Capítulo 28
Arrasar lentamente las pequeñas islas de las Bahamas no provocó una disminución en la intensidad de Simone, y tan pronto como su ojo regresó a aguas cálidas y más profundas, la tormenta volvió a detenerse, haciéndose más voraz cuanto más tiempo pasaba detenida. El calor tropical alimentaba la insaciable maquinara de Simone,tensando su vórtice y aumentando la rotación, lo que a su vez incrementaba la velocidad del viento y disminuía la presión barométrica.
Montañas de agua se abrieron paso por entre el oleaje, que brillaba en la oscuridad previa al amanecer como obsidiana veteada de plata. Al sumarse a la marea alta de la mañana y a la atracción de una luna menguante, el mar embravecido cayó sobre las playas de Florida y sus edificios, hiriendo a unos cuantos estúpidos en busca de emociones fuertes que se encontraban en las costas iluminadas por las estrellas.
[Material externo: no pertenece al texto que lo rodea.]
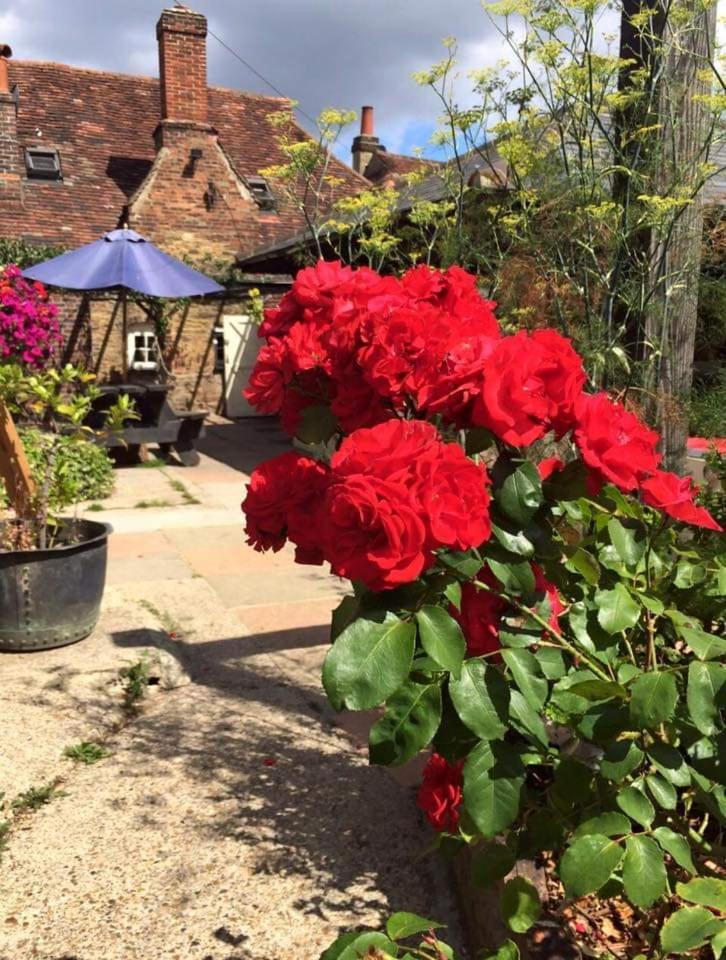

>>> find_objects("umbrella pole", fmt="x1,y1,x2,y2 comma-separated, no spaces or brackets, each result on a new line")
121,289,129,382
Las embarcaciones de mercancías y de placer se alejaron sin perder de vista la costa hacia el Norte, recalando en embarcaderos inusuales de los cuales nunca saldrían intactas. Los tejados se abrieron hospitalarios ante el viento, y las ventanas, sin apuntalar, temblaron. Toda superficie que trataba de frenar los movimientos del aire cargado de arena y agua pronto mostró las profundas y oscuras marcas de su inútil resistencia.
Los caminos en dirección al norte a lo largo de los cayos y de tierra firme rebosaron de nuevos escépticos, cuyo fanfarrón coraje pronto sufrió el embate del tiempo. Intentaron encontrar refugio demasiado tarde y, sin embargo, fueron testigos de la total e indiscriminada brutalidad de la naturaleza. Cientos de manos de nudillos apretados se aferraron a los volantes de sus coches, mientras que sus conductores, antes confiados, avanzaban entre la cegadora lluvia y los vientos laterales, luchando por mantener la estabilidad. A pesar de sus esfuerzos y oraciones, sus vehículos resbalaron y giraron por las carreteras inundadas por las lluvias y el agua del mar. Cientos de ojos se desorbitaron horrorizados cuando los vehículos que iban delante, detrás y a sus laterales fueron alzados y girados, algunos sobre otros coches, otros sobre los petriles, y otros sobre ellos, estrellándolos en enormes montañas como de cemento, endurecidas por la tormenta, en su descenso hacia la fracturada e hirviente superficie del estrecho de Florida.
Las poblaciones más alejadas de la línea costera miraban la creciente espiral en sus aparatos de televisión y en las pantallas de sus ordenadores, observando cómo el filo de guadaña rojo giraba enloquecido, sabiendo que lo peor aún no había tenido lugar, rezando para que no tuvieran la oportunidad de experimentarlo, pero cargando, sin embargo, sus coches con sus pertenencias.
A medida que los vientos y el mar se embravecían y fortalecían, la caprichosa Simone giró ligeramente, alejándose de la costa que disminuiría su fuerza. Habiéndose asegurado ahora de cuidados y alimentos constantes, continuó su destructiva y cansina marcha, paralela a la costa, en las aguas costeras profundas, flirteando con la humanidad como tan sólo un desastre inminente puede hacerlo, y destruyendo todo lo que se atreviera a cruzarse en su camino.